L'info en plus : Quelles conséquences sur la population en cas de tir sur un silo nucléaire ?

En théorie, un missile nucléaire ne peut pas voir sa charge dévastatrice activée par une déflagration extérieure. L’explosion nucléaire ne repose pas sur une simple combustion, mais sur deux charges qui doivent être équilibrées et combinées en plusieurs étapes. Cependant, ces armes sont stockées dans des silos sous terrain protégés par une ou plusieurs couches de blindage. Pour percer les parois il faut donc une charge explosive conséquente, qui elle peut tuer les populations environnantes. Les photos d’illustration ne témoignent pas des versions modernes qui situent les missiles plus profondément dans le sol.

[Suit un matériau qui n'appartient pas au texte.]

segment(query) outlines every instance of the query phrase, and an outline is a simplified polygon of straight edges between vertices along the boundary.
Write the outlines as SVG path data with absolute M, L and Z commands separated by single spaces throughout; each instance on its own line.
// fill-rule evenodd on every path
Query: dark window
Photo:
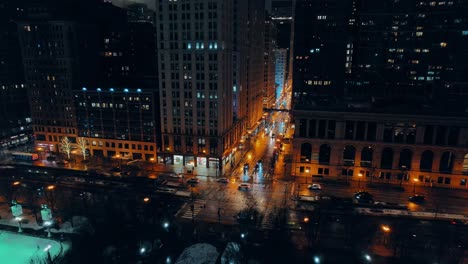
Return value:
M 426 150 L 421 155 L 421 161 L 419 163 L 419 169 L 421 171 L 432 171 L 432 160 L 434 153 L 430 150 Z
M 466 186 L 466 179 L 461 179 L 460 180 L 460 185 Z
M 426 129 L 424 130 L 424 144 L 431 145 L 433 137 L 434 137 L 434 127 L 426 126 Z
M 49 136 L 50 137 L 50 136 Z M 42 140 L 42 141 L 45 141 L 46 140 L 46 136 L 44 134 L 36 134 L 36 139 L 37 140 Z M 49 140 L 49 141 L 52 141 L 52 140 Z
M 354 139 L 354 121 L 346 121 L 345 139 Z
M 330 154 L 331 154 L 330 146 L 327 144 L 321 145 L 320 151 L 319 151 L 319 164 L 329 164 Z
M 437 177 L 437 183 L 443 183 L 444 177 Z
M 391 169 L 393 166 L 393 150 L 391 148 L 385 148 L 382 150 L 382 158 L 380 161 L 380 167 L 382 169 Z
M 316 134 L 315 134 L 315 130 L 317 128 L 316 122 L 317 120 L 315 119 L 309 120 L 309 137 L 310 138 L 316 137 Z
M 451 179 L 449 177 L 445 177 L 445 181 L 444 181 L 445 184 L 450 184 L 450 181 Z
M 336 128 L 335 120 L 328 120 L 327 138 L 330 138 L 330 139 L 335 138 L 335 128 Z
M 404 149 L 400 152 L 400 161 L 398 167 L 400 169 L 411 169 L 411 159 L 413 158 L 413 153 L 409 149 Z
M 357 122 L 356 139 L 357 140 L 364 140 L 365 131 L 366 131 L 366 122 L 364 122 L 364 121 Z
M 456 146 L 458 143 L 458 127 L 451 127 L 448 132 L 447 144 L 450 146 Z
M 447 134 L 447 127 L 439 126 L 437 128 L 436 140 L 435 143 L 437 145 L 444 145 L 445 144 L 445 137 Z
M 372 167 L 374 150 L 371 147 L 364 147 L 361 151 L 361 166 Z
M 393 142 L 393 127 L 385 126 L 383 141 L 384 142 Z
M 451 173 L 453 169 L 454 160 L 455 155 L 453 155 L 453 152 L 446 151 L 442 153 L 442 157 L 440 157 L 439 171 L 442 173 Z
M 301 119 L 299 121 L 299 136 L 300 137 L 306 137 L 306 132 L 307 132 L 307 120 Z
M 330 173 L 330 170 L 328 168 L 325 168 L 323 170 L 323 174 L 328 175 Z
M 304 143 L 301 146 L 301 162 L 310 162 L 312 159 L 312 145 Z
M 377 136 L 377 124 L 375 122 L 367 123 L 367 141 L 375 141 Z
M 327 120 L 319 120 L 319 127 L 318 127 L 318 137 L 324 138 L 325 137 L 325 130 L 327 127 Z
M 323 168 L 318 168 L 318 174 L 323 174 Z
M 356 158 L 356 148 L 353 146 L 346 146 L 343 150 L 343 165 L 354 166 Z

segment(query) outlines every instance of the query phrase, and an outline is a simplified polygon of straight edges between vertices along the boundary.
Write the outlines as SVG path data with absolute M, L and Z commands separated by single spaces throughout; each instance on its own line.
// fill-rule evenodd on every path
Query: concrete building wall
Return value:
M 294 176 L 467 187 L 466 117 L 295 111 L 295 127 Z

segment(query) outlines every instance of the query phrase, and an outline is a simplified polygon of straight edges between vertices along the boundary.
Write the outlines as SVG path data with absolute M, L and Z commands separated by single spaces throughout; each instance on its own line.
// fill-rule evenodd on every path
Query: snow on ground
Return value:
M 67 243 L 0 231 L 0 260 L 5 264 L 47 263 L 47 252 L 53 260 L 69 248 Z
M 186 249 L 175 264 L 215 264 L 218 251 L 210 244 L 195 244 Z

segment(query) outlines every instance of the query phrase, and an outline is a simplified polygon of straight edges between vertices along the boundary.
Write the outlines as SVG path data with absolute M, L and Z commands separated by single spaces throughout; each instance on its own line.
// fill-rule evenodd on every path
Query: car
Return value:
M 113 168 L 111 169 L 111 171 L 112 171 L 112 172 L 121 172 L 122 169 L 121 169 L 120 167 L 113 167 Z
M 48 156 L 47 157 L 47 161 L 54 161 L 56 159 L 57 159 L 57 157 L 55 157 L 55 156 Z
M 322 186 L 320 186 L 320 184 L 318 184 L 318 183 L 314 183 L 314 184 L 311 184 L 311 185 L 307 186 L 307 189 L 309 189 L 309 190 L 322 190 Z
M 358 203 L 372 203 L 372 201 L 374 201 L 374 197 L 372 196 L 372 194 L 363 191 L 355 193 L 354 199 Z
M 228 178 L 219 178 L 216 180 L 217 182 L 220 182 L 220 183 L 229 183 L 229 180 Z
M 66 160 L 59 160 L 59 161 L 57 161 L 57 164 L 65 165 L 65 164 L 68 164 L 68 161 L 66 161 Z
M 198 178 L 191 178 L 191 179 L 187 180 L 187 183 L 189 183 L 189 184 L 197 184 L 199 182 L 200 182 L 200 179 L 198 179 Z
M 275 134 L 271 134 L 271 137 L 272 137 L 272 138 L 275 138 L 275 137 L 276 137 L 276 135 L 275 135 Z
M 410 202 L 413 202 L 413 203 L 422 203 L 424 202 L 425 199 L 426 197 L 424 197 L 424 195 L 419 195 L 419 194 L 409 197 Z
M 258 160 L 257 163 L 258 163 L 258 164 L 262 164 L 262 163 L 263 163 L 263 160 Z
M 248 163 L 244 163 L 244 169 L 248 169 L 249 168 L 249 164 Z
M 245 182 L 239 184 L 239 186 L 237 187 L 238 190 L 246 190 L 246 191 L 250 190 L 250 188 L 251 188 L 250 184 L 245 183 Z

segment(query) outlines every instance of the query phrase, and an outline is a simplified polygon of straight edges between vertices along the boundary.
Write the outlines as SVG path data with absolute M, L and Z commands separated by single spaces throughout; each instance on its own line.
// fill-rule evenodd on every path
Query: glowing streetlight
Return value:
M 304 217 L 304 223 L 309 223 L 310 219 L 309 217 Z
M 385 233 L 390 233 L 392 231 L 388 225 L 382 225 L 382 231 Z
M 419 181 L 418 178 L 413 178 L 413 195 L 416 194 L 416 183 Z
M 53 189 L 55 189 L 55 186 L 54 186 L 54 185 L 49 185 L 49 186 L 47 186 L 47 190 L 51 191 L 51 190 L 53 190 Z
M 18 185 L 20 185 L 20 184 L 21 184 L 20 181 L 15 181 L 15 182 L 13 183 L 14 186 L 18 186 Z
M 359 173 L 358 174 L 358 185 L 357 185 L 358 188 L 361 186 L 361 178 L 362 178 L 362 173 Z
M 149 160 L 151 161 L 151 170 L 154 171 L 154 161 L 155 160 L 154 160 L 154 158 L 150 158 Z
M 145 203 L 149 202 L 149 200 L 150 200 L 150 198 L 148 198 L 148 197 L 143 198 L 143 202 L 145 202 Z

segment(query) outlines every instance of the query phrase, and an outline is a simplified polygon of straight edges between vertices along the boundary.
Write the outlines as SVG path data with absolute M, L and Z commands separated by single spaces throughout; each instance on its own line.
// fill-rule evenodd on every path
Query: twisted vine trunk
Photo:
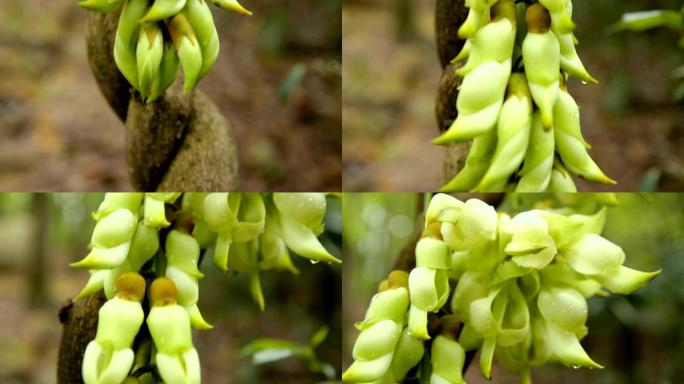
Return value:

Ces silos ne sont pas toujours dans des zones désertiques. Par exemple, sur la presqu’île de Crozon, en France, un silo se situe à 200 mètres du village de Saint-Drigent. Au Royaume-Uni, la télévision d’État russe a bien indiqué Londres parmi les cibles.
On appelle  pentagone d’isolement le périmètre autour des silos dans lequel les civils sont en danger. Car si un accident nucléaire est peu probable dans ces stockages militaires et si une frappe sur les silos n’engendre pas l’activation systématique des charges nucléaires, la létalité pour les riverains est bien réelle. En raison des explosifs présents, du carburent des lanceurs, de l’arme utilisée contre le silo et de la dispersion de produits toxiques. Sans compter que la détection d’un tir contre un silo nucléaire peut provoquer le lancement des missiles visés.